On appeal, Hospira argues that the change in the ’071
patent made by way of the certificate of correction was not
a change “of minor character,” as provided for in section
255, because the change broadened the scope of the asserted
claims. See Superior Fireplace Co. v. Majestic
Prods. Co., 270 F.3d 1358, 1375 (Fed. Cir. 2001) (“A
mistake that, if corrected, would broaden the scope of a
claim must thus be viewed as highly important and thus
cannot be a mistake of ‘minor character.’”). In Hospira’s
view, because the change from L-Asn to D-Asn in the
structural diagram broadened the scope of the claims to
read on daptomycin rather than the L-Asn variant of
daptomycin, the certificate of correction was invalid.
Once the PTO has issued a certificate of correction, a
court may invalidate the certificate only upon a showing
of clear and convincing evidence that it was improperly
issued.
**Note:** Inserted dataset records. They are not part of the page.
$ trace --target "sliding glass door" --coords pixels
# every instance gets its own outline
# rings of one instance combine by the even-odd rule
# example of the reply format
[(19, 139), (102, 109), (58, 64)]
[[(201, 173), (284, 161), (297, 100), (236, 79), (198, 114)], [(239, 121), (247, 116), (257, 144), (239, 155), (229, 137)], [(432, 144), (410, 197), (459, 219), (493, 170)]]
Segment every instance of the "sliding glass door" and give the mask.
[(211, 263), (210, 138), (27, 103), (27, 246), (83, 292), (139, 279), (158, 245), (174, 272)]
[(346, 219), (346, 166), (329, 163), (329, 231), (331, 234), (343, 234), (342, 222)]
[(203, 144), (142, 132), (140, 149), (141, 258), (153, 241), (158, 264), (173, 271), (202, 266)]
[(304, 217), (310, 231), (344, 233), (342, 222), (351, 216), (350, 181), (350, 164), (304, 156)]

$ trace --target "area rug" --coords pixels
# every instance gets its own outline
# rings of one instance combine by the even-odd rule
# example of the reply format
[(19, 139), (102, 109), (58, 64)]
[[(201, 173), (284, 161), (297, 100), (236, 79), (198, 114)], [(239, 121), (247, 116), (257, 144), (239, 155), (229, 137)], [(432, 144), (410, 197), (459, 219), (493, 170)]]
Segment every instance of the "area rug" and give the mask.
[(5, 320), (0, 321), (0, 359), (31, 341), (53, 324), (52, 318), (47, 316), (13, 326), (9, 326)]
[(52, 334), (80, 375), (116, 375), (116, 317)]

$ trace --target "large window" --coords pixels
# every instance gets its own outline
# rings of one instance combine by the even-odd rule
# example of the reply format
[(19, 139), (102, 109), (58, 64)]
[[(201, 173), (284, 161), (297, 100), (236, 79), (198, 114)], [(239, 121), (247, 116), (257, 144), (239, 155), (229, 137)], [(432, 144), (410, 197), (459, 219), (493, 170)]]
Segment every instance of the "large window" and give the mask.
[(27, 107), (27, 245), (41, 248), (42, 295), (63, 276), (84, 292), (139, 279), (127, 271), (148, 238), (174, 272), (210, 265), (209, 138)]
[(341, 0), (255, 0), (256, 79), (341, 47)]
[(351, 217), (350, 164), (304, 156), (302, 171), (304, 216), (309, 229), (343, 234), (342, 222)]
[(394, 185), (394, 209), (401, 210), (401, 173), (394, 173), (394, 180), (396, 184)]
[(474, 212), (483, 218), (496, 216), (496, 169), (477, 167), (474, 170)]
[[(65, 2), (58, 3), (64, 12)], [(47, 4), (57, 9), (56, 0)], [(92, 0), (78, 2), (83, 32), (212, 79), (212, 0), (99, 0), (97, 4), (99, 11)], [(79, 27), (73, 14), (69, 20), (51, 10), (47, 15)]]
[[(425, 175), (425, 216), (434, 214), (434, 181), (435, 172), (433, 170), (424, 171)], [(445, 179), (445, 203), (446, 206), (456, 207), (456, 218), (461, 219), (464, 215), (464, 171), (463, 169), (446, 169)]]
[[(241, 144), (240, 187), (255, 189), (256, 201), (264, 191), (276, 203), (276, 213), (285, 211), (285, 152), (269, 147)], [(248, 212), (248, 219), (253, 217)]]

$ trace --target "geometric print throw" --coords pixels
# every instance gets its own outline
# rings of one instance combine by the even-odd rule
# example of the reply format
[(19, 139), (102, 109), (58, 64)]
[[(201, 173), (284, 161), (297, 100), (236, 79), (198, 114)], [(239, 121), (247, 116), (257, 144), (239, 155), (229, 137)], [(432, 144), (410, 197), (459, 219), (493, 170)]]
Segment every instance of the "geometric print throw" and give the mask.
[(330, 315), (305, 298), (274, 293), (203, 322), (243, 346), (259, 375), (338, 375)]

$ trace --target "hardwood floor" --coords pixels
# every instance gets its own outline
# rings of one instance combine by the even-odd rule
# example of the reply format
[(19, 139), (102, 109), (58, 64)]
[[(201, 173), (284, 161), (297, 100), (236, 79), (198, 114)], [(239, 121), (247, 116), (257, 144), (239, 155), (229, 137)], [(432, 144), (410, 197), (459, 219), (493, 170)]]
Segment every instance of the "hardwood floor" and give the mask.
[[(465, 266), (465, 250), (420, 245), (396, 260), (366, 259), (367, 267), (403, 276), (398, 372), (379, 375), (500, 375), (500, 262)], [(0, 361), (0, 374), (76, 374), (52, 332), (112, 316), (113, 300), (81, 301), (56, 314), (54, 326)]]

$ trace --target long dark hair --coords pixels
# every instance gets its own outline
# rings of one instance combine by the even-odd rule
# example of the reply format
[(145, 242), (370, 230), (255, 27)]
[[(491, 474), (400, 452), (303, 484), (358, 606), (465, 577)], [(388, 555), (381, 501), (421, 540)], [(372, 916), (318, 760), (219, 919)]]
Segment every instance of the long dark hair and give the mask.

Superior Fireplace Co., 270 F.3d at 1367. In this
case, no such showing has been made.

(...)

As this court has noted, a chemical structure is
“simply a means of describing a compound; it is not the
invention itself.” Regents of Univ. of N.M. v. Knight, 321
F.3d 1111, 1122 (Fed. Cir. 2003).



One notes that claim 1 of US '226 incorporated the
formula as a claim element:

1. A compound of the formula ##STR12## in which R is C.sub.5 -C.sub.14 -alkanoyl;
R.sup.1, R.sup.2, R.sup.3, R.sup.4 and R.sup.5 are hydrogen; or
a pharmaceutically acceptable salt thereof.

The problem is that "what was claimed" was not "what was possessed."